Les parties ont été régulièrement averties du jour de l'audience.
Le rapport de Mme D... a été entendu au cours de l'audience publique.
Considérant ce qui suit :
1. M. et Mme C..., nés respectivement en 1977 et en 1982, et tous deux de nationalité libyenne, sont entrés régulièrement en France le 28 novembre 2010. M. C..., inscrit en doctorat de droit, a obtenu un titre de séjour en qualité d'étudiant régulièrement renouvelé jusqu'à l'obtention de son diplôme en juillet 2018. Mme C... a, quant à elle, bénéficié d'un titre de séjour en qualité de " visiteur ". Le 24 mai 2018, les intéressés ont sollicité un changement de statut afin d'obtenir un titre de séjour " vie privée et familiale ". Par arrêtés du 5 février 2019, le préfet de la Marne a refusé de leur délivrer un titre de séjour, les a obligés à quitter le territoire français dans un délai de trente jours et a fixé le pays de destination. Le préfet de la Marne relève appel du jugement du 25 juin 2019 par lequel le tribunal administratif de Châlons-en-Champagne a annulé ses arrêtés du 5 février 2019.
Sur le motif d'annulation retenu par le tribunal :
2. Aux termes de l'article L. 313-11 du code de l'entrée et du séjour des étrangers et du droit d'asile : " Sauf si sa présence constitue une menace pour l'ordre public, la carte de séjour temporaire portant la mention " vie privée et familiale " est délivrée de plein droit : (...) 7° A l'étranger ne vivant pas en état de polygamie, qui n'entre pas dans les catégories précédentes ou dans celles qui ouvrent droit au regroupement familial, dont les liens personnels et familiaux en France, appréciés notamment au regard de leur intensité, de leur ancienneté et de leur stabilité, des conditions d'existence de l'intéressé, de son insertion dans la société française ainsi que de la nature de ses liens avec la famille restée dans le pays d'origine, sont tels que le refus d'autoriser son séjour porterait à son droit au respect de sa vie privée et familiale une atteinte disproportionnée au regard des motifs du refus, sans que la condition prévue à l'article L. 313-2 soit exigée. L'insertion de l'étranger dans la société française est évaluée en tenant compte notamment de sa connaissance des valeurs de la République ; (...) ".

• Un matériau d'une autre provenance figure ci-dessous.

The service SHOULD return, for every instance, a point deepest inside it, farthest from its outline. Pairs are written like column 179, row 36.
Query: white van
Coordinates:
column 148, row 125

3. Il ressort des pièces du dossier que M. et Mme C... étaient présents en France depuis plus de huit ans à la date des décisions attaquées. M. C... a obtenu son doctorat en droit public le 9 juillet 2018. Il a régulièrement travaillé durant ses études en complément de la bourse d'études dont il bénéficiait de l'Etat libyen. Mme C..., qui avait un statut de visiteur, a suivi des études en France. Elle a validé un master de droit public avec une mention passable le 20 octobre 2014. Elle a par ailleurs obtenu son code à l'examen du permis de conduire le 12 janvier 2019. Ils sont en outre locataires d'un logement. Leur parcours démontre ainsi leurs efforts d'intégration et la maîtrise de la langue française. M. et Mme C... sont parents de quatre enfants, nés en 2008, 2011, 2012 et 2017. L'aîné, Fares, né en Libye, a été scolarisé dès septembre 2011 en France et était, à la date des décisions attaquées en cours moyen 2ème année. Les trois autres enfants sont nés en France. Bahar né en 2011 et Basma née en 2012 étaient scolarisés à la date des décisions attaquées respectivement en cours élémentaire 1ère année et en cours primaire. Si le préfet de la Marne soutient qu'ils pourront poursuivre leur scolarité débutante en Libye, il n'est pas contesté que les enfants n'ont été scolarisés qu'en France et sont soit nés en France soit pour l'aîné, parti très jeune de la Libye. Ces circonstances très particulières sont de nature à prouver l'existence d'une vie privée et familiale stable, ancienne et continue en France, de nature à caractériser l'atteinte que porteraient les décisions attaquées à leur droit au respect de sa vie privée et familiale. Il s'ensuit qu'eu égard à ces éléments, c'est à bon droit que les premiers juges ont annulé les arrêtés du 5 février 2019.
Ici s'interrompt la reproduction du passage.